Pendant ce temps, d’autres scientifiques s’activent à explorer la haute altitude. Ainsi, en 1958, la toute jeune NASA lance son premier satellite de recherche, Explorer 1. Le responsable de la mission, James Van Allen, y a installé un compteur Geiger, pour mesurer les radiations atmosphériques. Les résultats sont pour le moins surprenants : avec l’altitude, les niveaux de radiation augmentent, puis chutent soudainement à partir de 700 km. Ils remontent à partir de 10 000 km environ, puis tombent à nouveau à zéro autour de 13 000 km d’altitude (jusqu’à environ 65 000 km). Il s’avère en réalité que les niveaux de radiation ne sont pas nuls dans ces deux zones, bien au contraire. Ils sont tellement élevés que les compteurs saturent. Dans ces deux couches de la magnétosphère, le champ magnétique terrestre piège et concentre les radiations venues de l’espace (qu’il s’agisse du Soleil ou de plus loin). Ces zones prennent ainsi le nom de ceintures de Van Allen.

Une double ceinture, ça reste encore sobre pour du Van Halen.

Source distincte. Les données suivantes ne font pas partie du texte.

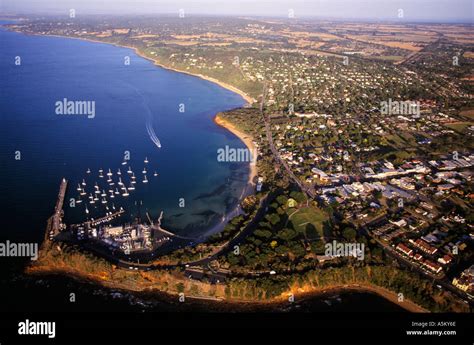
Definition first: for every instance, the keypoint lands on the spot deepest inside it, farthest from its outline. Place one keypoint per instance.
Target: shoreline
(248, 141)
(245, 138)
(247, 98)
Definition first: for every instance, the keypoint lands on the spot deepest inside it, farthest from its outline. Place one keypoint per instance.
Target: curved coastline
(247, 140)
(244, 138)
(232, 303)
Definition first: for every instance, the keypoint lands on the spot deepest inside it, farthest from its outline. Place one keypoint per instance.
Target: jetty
(54, 225)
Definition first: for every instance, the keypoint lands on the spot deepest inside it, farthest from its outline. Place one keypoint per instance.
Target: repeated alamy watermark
(391, 107)
(28, 327)
(11, 249)
(67, 107)
(338, 249)
(230, 154)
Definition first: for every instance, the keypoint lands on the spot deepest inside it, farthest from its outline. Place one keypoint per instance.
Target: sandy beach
(247, 140)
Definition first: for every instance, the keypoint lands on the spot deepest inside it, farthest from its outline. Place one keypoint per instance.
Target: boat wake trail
(149, 119)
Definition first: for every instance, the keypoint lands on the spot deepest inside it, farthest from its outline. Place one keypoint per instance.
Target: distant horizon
(256, 17)
(423, 11)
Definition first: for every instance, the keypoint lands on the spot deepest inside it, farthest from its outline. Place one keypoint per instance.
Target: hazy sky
(437, 10)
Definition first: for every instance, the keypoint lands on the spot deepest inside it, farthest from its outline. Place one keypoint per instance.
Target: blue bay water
(55, 146)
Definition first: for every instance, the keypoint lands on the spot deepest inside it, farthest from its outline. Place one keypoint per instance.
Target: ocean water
(135, 105)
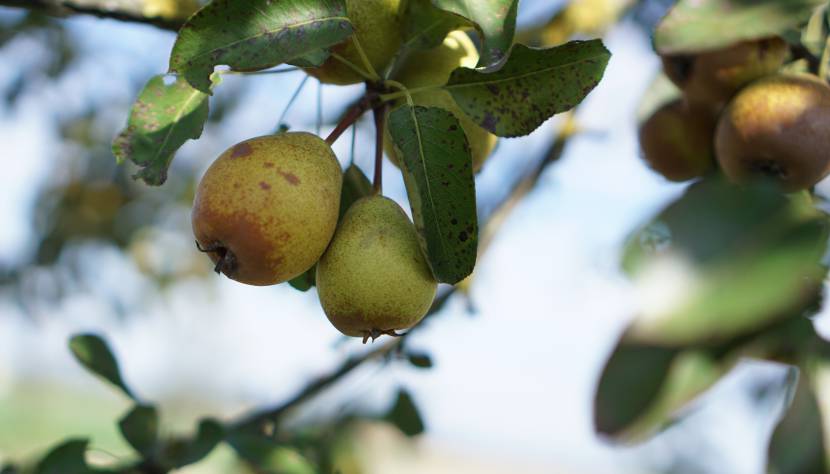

Donc voilà, on découvre que très loin à la limite de l’espace, il y a deux zones dans lesquelles sont emprisonnées de grandes quantités de particules énergétiques. J’imagine qu’apprenant la nouvelle, vous ou moi l’aurions sans doute salué d’un « ah, ben c’est cool » plutôt mesuré, en nous félicitant de savoir que notre planète nous protège de radiations potentiellement mortelles.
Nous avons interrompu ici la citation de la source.